Simple design is good for your health

by Jeff Merron '92 (Ph.D.)

According to U.S. News & World Report, the face of everyday health care is changing, thanks to the increasing use of patient portals by family physicians.

The portals enable patients to log on to a website to perform routine tasks, such as making appointments, checking test results and refilling prescriptions. Portals also enable patients to ask questions of doctors and nurses without the usual long wait for a return phone call.

But for doctors and other health care providers who set up shop on the Internet, getting patients to log into and use portals is a major challenge. As of mid-2015, less than 30 percent of patients surveyed by athenaResearch use portals, with resistance to use strong across all age groups.

According to Allison Lazard, an assistant professor at the UNC Hussman School of Journalism and Media, the problem isn’t just that patients won’t sign up for the portals. In a recent study published in the Journal of the American Medical Informatics Association, she writes, “Many individuals enrolled in patient portals do not use them, and the barriers to adoption and continuance — actual use after enrollment — of patient portal use remain unclear.”

Lazard’s paper, “Design simplicity influences patient portal use: the role of aesthetic evaluations for technology acceptance,” was published in December 2015, and is based on research she conducted while completing her doctorate in advertising at the University of Texas at Austin.

Over a six-month time period, Lazard and a team of researchers partnered with the Austin Regional Clinic to survey patients who used its website. “They provided me with access and, in exchange, I gave them information,” says Lazard.
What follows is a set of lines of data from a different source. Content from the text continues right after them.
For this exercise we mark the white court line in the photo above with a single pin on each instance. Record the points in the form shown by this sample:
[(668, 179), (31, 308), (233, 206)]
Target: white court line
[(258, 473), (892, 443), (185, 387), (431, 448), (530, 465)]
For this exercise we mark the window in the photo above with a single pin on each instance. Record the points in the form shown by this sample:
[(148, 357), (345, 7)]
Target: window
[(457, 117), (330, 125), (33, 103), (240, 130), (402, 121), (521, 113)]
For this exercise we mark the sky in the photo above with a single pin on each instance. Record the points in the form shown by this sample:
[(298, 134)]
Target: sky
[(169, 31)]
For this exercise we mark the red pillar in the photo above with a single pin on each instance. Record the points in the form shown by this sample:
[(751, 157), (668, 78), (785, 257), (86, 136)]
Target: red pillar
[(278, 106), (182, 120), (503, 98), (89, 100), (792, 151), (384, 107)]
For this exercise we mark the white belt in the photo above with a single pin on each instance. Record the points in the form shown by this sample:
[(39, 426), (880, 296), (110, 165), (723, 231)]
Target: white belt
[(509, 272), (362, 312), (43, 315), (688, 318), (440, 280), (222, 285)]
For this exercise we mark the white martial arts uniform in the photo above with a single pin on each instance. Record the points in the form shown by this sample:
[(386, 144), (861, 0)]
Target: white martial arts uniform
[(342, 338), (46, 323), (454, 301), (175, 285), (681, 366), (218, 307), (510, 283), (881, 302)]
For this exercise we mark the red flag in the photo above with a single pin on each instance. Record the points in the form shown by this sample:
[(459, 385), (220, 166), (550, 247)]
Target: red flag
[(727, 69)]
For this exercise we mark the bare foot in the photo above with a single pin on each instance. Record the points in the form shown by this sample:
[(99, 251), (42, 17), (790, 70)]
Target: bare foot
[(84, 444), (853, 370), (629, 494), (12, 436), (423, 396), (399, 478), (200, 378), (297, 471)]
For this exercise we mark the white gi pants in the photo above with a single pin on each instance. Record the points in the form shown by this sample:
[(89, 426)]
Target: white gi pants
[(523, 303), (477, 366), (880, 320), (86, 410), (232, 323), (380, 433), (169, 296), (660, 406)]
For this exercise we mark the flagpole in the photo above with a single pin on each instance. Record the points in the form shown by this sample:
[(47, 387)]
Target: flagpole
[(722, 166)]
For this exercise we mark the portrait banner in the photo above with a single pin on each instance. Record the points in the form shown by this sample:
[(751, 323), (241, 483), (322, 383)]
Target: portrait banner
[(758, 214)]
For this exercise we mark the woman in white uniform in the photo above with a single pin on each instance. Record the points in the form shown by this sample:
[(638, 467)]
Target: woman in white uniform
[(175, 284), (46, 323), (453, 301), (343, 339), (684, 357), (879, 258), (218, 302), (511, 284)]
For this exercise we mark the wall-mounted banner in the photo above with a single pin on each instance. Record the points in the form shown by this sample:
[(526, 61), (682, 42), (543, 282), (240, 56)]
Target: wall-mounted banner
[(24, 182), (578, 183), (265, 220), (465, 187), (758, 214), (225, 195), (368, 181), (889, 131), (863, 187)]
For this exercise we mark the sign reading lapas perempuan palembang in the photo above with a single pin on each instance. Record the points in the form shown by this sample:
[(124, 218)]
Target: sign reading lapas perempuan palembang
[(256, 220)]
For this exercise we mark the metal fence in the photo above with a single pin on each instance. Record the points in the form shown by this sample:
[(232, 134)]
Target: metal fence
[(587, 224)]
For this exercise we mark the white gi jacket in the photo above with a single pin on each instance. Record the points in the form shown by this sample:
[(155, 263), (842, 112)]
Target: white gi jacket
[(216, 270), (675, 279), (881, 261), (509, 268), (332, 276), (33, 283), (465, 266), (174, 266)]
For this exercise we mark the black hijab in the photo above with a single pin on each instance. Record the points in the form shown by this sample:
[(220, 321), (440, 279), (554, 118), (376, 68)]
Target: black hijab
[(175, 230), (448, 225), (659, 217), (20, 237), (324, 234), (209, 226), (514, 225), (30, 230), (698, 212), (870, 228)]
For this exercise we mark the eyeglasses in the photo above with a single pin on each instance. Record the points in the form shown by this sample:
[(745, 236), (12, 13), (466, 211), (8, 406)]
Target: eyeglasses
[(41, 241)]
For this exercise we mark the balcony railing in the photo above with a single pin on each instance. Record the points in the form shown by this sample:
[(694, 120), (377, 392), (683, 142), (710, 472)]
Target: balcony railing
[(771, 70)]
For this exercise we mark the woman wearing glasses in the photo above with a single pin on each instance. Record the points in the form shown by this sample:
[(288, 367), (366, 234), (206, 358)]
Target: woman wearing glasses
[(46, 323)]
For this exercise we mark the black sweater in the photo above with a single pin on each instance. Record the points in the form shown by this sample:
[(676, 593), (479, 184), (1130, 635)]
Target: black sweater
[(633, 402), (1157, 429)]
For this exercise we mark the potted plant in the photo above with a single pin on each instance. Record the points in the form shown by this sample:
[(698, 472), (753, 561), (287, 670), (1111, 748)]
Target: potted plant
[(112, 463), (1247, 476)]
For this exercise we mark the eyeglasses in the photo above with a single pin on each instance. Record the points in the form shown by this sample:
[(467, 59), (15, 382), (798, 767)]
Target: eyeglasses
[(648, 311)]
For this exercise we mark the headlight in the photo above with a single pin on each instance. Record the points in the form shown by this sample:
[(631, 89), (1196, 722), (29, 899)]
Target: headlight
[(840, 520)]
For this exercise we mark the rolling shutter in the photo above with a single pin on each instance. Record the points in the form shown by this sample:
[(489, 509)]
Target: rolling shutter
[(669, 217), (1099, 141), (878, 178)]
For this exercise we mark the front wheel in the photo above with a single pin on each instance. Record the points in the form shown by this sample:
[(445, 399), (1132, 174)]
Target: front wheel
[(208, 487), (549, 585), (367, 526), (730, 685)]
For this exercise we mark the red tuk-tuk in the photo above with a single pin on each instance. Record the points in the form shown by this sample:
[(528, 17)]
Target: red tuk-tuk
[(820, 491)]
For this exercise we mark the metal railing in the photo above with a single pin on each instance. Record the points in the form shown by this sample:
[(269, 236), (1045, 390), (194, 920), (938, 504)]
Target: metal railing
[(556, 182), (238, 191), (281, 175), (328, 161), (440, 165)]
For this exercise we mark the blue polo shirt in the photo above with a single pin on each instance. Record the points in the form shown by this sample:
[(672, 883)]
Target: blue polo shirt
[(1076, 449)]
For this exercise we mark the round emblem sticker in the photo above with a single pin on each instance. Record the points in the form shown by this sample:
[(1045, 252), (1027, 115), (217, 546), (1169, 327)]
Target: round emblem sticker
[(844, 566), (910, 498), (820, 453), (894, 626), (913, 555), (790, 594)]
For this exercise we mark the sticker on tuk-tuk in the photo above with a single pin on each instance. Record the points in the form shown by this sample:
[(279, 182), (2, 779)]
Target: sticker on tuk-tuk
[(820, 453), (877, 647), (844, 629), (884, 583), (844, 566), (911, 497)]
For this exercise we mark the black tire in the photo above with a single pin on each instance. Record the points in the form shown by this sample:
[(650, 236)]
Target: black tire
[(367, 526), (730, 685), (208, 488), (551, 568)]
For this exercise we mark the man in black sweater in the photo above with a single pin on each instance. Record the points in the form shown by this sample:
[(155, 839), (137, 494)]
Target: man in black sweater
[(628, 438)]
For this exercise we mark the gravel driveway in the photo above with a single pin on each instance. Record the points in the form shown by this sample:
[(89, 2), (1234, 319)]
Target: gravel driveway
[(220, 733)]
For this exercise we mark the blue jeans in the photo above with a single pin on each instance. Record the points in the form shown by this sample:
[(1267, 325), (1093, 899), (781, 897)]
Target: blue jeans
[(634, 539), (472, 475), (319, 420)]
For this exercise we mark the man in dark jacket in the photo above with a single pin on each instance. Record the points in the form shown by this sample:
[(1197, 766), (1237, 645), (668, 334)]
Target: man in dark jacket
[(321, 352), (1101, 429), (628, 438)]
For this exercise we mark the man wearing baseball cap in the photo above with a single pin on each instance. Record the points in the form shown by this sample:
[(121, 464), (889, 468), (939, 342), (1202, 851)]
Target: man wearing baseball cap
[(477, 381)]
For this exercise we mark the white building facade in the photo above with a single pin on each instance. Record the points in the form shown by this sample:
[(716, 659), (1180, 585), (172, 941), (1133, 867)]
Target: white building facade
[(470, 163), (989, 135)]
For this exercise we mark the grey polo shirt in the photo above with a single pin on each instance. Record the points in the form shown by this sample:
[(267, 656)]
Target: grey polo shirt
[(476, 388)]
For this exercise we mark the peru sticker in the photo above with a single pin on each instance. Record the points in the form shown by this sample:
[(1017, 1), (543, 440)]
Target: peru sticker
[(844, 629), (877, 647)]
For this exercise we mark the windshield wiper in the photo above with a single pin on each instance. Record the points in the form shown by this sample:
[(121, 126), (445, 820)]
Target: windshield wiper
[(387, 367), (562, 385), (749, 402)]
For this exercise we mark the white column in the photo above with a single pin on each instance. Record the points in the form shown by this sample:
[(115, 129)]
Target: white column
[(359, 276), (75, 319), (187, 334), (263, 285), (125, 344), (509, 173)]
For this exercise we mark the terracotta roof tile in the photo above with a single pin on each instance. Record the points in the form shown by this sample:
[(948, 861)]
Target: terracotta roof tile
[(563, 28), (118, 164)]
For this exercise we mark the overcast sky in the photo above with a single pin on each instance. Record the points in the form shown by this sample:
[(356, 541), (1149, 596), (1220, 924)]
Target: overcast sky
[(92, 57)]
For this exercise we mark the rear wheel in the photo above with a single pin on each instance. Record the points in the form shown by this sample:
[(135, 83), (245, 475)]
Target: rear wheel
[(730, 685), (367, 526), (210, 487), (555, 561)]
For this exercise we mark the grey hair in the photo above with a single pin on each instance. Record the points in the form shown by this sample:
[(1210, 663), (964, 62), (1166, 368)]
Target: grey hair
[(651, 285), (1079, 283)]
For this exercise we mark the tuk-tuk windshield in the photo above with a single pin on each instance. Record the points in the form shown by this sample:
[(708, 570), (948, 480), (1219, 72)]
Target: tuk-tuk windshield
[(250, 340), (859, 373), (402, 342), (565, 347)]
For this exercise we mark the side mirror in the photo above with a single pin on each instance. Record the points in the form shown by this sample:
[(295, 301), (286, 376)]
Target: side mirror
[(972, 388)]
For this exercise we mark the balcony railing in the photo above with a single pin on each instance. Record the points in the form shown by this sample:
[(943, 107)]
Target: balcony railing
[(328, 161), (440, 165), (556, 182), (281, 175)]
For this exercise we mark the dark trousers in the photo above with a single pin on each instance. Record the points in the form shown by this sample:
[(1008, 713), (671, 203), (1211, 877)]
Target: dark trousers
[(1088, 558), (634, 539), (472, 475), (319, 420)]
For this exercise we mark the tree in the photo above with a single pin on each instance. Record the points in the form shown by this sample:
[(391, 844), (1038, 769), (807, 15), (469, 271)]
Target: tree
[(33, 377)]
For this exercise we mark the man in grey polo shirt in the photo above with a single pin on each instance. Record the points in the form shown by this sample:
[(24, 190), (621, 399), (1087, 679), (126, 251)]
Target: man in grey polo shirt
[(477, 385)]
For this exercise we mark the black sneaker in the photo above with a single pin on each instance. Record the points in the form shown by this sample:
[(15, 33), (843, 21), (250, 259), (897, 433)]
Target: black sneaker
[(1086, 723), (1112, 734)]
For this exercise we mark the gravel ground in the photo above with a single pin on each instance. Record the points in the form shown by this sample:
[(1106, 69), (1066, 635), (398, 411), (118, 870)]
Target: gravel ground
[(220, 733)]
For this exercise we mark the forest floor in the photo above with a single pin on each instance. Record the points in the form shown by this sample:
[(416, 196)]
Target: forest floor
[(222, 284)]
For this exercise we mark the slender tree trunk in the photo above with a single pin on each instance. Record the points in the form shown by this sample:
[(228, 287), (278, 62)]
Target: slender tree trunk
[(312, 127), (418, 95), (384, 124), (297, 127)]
While there are many complex technological issues related to putting personal health care information online (privacy and security, for example), Lazard’s interest was, in a way, only skin deep. Her key finding: Simple design, reflected in how easy patients believe a portal is to use, encourages greater use — even if there are other problems with the site.

“If users think it’s easy, they’re more likely to use it, because they have confidence,” says Lazard. “If you have a nice layout (design), people are more likely to spend time getting over the hurdles.”

The use of design to better communicate health information is at the core of Lazard’s research interests, which have grown naturally from her professional background. Prior to her studies in Austin, she worked as a commercial photographer in Chicago, and designed digital and print communications for DWA Healthcare Communications Group in Indianapolis.

Lazard’s current research includes testing design strategies for a website to simply and clearly communicate to a lay audience the health risks of chemicals in cigarette smoke. Her research is part of a larger tobacco study funded by the U.S. Food and Drug Administration and National Cancer Institute through the UNC Gillings School of Global Public Health. Noel Brewer of Gillings is the principal investigator.

Lazard has also received a grant from the UNC Center for Regulatory Research on Tobacco Communication to help develop a site that communicates the risks of e-cigarette, cigarillo and hookah smoking. The site is to be targeted at adolescents and young adults.

The School of Media and Journalism has a long history of research in health communication, and Lazard recently joined other media and journalism professors as a faculty affiliate on UNC’s Interdisciplinary Health Communication initiative. The initiative includes a master’s degree and a graduate-level certificate program and is spearheaded by professors from media and journalism, public health, information and library science, and psychology.

While the specific topics and subject areas of her studies may vary, and the media used to communicate health ideas will evolve, Lazard says the problems that her research address center on universal challenges.

“Design is a very personal experience, but we can study it because it’s also very shared,” she says. “For example, we associate specific colors with specific brands, but each person may react differently to those colors,” she says.

And while the Internet is fragmenting — with much use moving from the desktop to tablets and smartphones — the fundamental concerns remain the same. “The perceived ease of use will always be an issue,” Lazard says. “We go through different design phases. Trends will change, but how we think about getting from an objective design to a subjective experience will always be there.”

 

Jeff Merron is a freelance journalist who was a staff writer for ESPN.com, a columnist for Macworld.com and a contributer to many other websites as well as national publications. He received his a Ph.D. in Mass Communication from UNC in 1992.